Some 13.3 million eligible voters will effectively be choosing on
Thursday between the current and former prime ministers, who have
different views on how to save the nation from economic and ethnic
implosion.
Opinion polls say the two issues have emerged as the key points of
debate in the vote, largely overshadowing the destruction caused by last
year's tsunami which killed over 31,000 people in the country.
"I am for peace and I will go the extra mile for it," Prime Minister
Mahinda Rajapakse told AFP in a recent interview while rejecting LTTE
charges that he was trying to take the country back to war after his
alliance with hardline nationalists.
"I am not a 'war candidate'," Rajapakse said. "I want peace. I want
an honourable peace, a durable peace. I will talk to all, including the
Tigers."
Rajapakse, who turns 60 the day after the vote, made common cause
with the Janatha Vimukthi Peramuna (JVP) in a bid to challenge the
right-wing Opposition Leader Ranil Wickremesinghe, 56. He wants a
complete overhaul of the Oslo-backed initiative and a renegotiation of a
truce that has been in place since February 2002.

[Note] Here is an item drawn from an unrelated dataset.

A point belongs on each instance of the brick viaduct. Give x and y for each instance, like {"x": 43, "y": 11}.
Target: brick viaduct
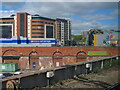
{"x": 37, "y": 57}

Rajapakse is seen as a go-getter and connects with voters from the
majority Sinhalese community as someone who was not raised in the
Western-oriented ways of most previous Sri Lankan leaders. Rajapakse
studied at a local school and qualified as a lawyer.
He championed populist measures as the country's Labour Minister in
1994 and later became the Fisheries Minister.
Rajapakse, born on November 18, 1945, to Sinhalese parents turned
from law to politics at the age of 24, and was elected to Parliament
from Hambantota.
His father had also been a legislator from the same constituency
between 1947 and 1960.Former premier Ranil Wickremesinghe claims credit
for freezing a decades-long ethnic war but that has not translated into
deep support among the Sinhalese majority crucial to victory.
Wickremesinghe says he will revive talks with the LTTE and cut a peace
deal "within two to three years" to end the ethnic conflict.
Wickremesinghe has told voters that he is the "peace candidate".
However, it is the early success of his peace efforts, which brought
a ceasefire in an ethnic conflict that probably led to his defeat in
April 2004 elections.
In 2002, Wickremesinghe entered into a truce with the LTTE and moved
quickly to reform the country's economy.
But later in his term, many voters took the ceasefire for granted and
focused more on painful economic reforms that did not create new
employment opportunities. A nephew of Sri Lanka's first executive
president, Junius Richard Jayewardene, Wickremesinghe wooed the West as
well as neighbouring India and won support for ending bloodshed on the
island.
The international dividend came in June 2003 when countries promised
US$ 4.5 billion to support the peace drive and rebuild the war-ravaged
country. But it did not translate into domestic support because much of
the money remains unused.
Wickremesinghe told AFP in a recent interview that he wants to unite
the main majority Sinhalese parties while pursing peace with the LTTE.
Wickremesinghe entered the political arena in the 70s and rose
through the ranks to become Prime Minister in May 1993 when a suicide
bomber assassinated President Ranasinghe Premadasa.
The frontrunners are also poles apart on how to turn around Sri
Lanka's battered economy.
While Wickremesinghe wants to push ahead with market-friendly reforms
and woo foreign investments, Rajapakse is seeking a socialist system.